A lot of buyers will only buy registered goats so it's prudent when starting out to only buy from registered herds. We use ADGA (American Dairy Goat Association) and love their online system that allows us to access our account and herd information as well as register and transfer goats all online. They also have an in-depth genetics database that allows anyone to access registered goats' pedigrees as well as plan out breedings. For more information on how to get started with ADGA, check out this article. 


Aligning Practices and Values

Beyond health and registration, it's vital to inquire about the breeder's husbandry practices. Ask questions about their approach to goat care, nutrition, and overall well-being. Understanding the breeder's values and methods ensures a seamless transition for your new goats into your own herd. Whether it's their views on natural remedies, feeding regimens, or general care routines, aligning practices and values with your own philosophy contributes to a harmonious and successful goat-keeping experience. 

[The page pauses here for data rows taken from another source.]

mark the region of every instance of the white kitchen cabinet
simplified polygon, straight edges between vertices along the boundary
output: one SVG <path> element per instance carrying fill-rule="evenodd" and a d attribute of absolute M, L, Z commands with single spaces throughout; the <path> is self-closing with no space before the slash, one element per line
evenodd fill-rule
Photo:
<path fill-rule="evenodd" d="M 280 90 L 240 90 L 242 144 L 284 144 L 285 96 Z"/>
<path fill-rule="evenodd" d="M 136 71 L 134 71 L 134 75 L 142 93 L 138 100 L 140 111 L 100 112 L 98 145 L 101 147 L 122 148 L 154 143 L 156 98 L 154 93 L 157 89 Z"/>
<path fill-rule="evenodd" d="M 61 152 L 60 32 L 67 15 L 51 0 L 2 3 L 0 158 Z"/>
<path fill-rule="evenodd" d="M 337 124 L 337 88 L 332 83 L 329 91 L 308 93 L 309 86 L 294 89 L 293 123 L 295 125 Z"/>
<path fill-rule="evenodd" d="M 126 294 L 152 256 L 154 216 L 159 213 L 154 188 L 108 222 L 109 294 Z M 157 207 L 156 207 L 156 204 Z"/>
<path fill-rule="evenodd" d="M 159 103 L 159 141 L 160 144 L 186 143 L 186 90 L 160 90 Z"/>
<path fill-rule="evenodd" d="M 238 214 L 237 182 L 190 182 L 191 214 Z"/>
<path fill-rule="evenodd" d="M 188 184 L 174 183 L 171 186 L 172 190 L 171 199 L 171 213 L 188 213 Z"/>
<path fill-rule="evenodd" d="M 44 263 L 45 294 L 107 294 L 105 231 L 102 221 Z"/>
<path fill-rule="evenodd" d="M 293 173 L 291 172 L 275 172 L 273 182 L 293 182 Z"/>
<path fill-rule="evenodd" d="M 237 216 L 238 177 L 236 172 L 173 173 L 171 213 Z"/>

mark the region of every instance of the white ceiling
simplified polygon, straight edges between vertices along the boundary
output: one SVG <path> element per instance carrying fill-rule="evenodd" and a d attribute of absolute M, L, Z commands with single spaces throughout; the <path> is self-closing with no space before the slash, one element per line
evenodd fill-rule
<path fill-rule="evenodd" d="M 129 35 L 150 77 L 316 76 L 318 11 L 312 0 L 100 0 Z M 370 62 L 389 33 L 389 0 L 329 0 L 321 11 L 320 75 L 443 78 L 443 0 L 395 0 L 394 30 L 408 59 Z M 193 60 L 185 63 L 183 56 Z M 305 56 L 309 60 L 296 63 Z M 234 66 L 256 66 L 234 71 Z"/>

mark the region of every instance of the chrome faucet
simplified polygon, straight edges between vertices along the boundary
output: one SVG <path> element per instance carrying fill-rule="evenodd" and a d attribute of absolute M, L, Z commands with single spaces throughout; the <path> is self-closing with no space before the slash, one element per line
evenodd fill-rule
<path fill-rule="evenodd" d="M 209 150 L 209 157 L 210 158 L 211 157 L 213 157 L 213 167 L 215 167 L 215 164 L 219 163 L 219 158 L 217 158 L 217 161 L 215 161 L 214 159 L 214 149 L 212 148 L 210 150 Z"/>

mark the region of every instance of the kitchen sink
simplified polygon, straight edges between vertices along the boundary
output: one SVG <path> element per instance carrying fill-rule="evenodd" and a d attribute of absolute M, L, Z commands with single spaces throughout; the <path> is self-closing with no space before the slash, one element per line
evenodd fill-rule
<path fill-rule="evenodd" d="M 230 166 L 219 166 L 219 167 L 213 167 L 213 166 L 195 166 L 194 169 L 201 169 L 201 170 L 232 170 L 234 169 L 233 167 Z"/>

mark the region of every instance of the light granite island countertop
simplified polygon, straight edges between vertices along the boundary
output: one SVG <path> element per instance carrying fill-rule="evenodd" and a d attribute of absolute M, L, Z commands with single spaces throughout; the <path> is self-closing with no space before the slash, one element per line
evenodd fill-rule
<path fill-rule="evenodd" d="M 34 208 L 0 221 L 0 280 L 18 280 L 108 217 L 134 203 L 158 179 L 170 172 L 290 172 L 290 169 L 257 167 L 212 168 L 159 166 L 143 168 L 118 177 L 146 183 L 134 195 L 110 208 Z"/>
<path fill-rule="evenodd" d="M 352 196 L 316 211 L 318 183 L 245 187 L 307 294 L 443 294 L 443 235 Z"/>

Don't hesitate to explore these aspects during your discussions with the breeder to ensure a match that goes beyond paperwork and directly influences the daily care your goats will receive. Make your goat journey not just about the destination but also about the shared values that shape the entire experience.


Remember, in the world of goat husbandry, opinions vary widely, and there's no one-size-fits-all approach. Seek a breeder whose practices align closely with your values and preferences; choosing such a mentor not only ensures a smoother transition for your goats but also provides valuable guidance for a successful and fulfilling journey into goat ownership.


Breeder's Regime and Kid Protocols

An integral aspect of selecting the right breeder involves examining their regime and protocols for raising new kids. By delving into these aspects of the breeder's kid-raising protocols, you can ensure that their practices align with your values and expectations as a conscientious buyer. Make informed decisions about your goat purchase by thoroughly assessing the breeder's regime for new kids. 


Investigate whether the breeder follows robust vaccination practices and if these align with your preferences as a buyer. Understanding their approach to controlling coccidia essential. (Coccidia is a common intestinal parasite in goats common in young kids especially during stressful situations such as weaning and going to a new home.) If you are getting a disbudded goat, be sure to inquire into their disbudding procedures and that they are conducted with precision and care. Consider asking about the breeder's stance on bottle-feeding kids and whether they implement this practice. This knowledge is crucial, especially if you have specific expectations regarding the bonding and socialization of your goats.


Breeder Experience and Knowledge Sharing

Another crucial factor in choosing the right breeder is their experience and willingness to share knowledge. Selecting a breeder with a wealth of experience not only ensures the quality of the animals but also opens the door to a valuable source of guidance and mentorship. Many breeders are passionate about educating new goat owners, creating a sense of community around their herd. 


While not all excellent breeders may have the time for extensive conversations with their buyers, the ones who do offer a unique opportunity for new goat owners to learn and become part of a supportive network. Consider this aspect when choosing a breeder, as it can significantly enhance your goat-keeping journey and contribute to the overall success of your herd.


Making the Choice

Buying goats is an exciting venture, but it comes with responsibilities. By asking the right questions and prioritizing biosecurity, quarantine, and registration, you're taking the first steps towards a successful and regret-free goat acquisition.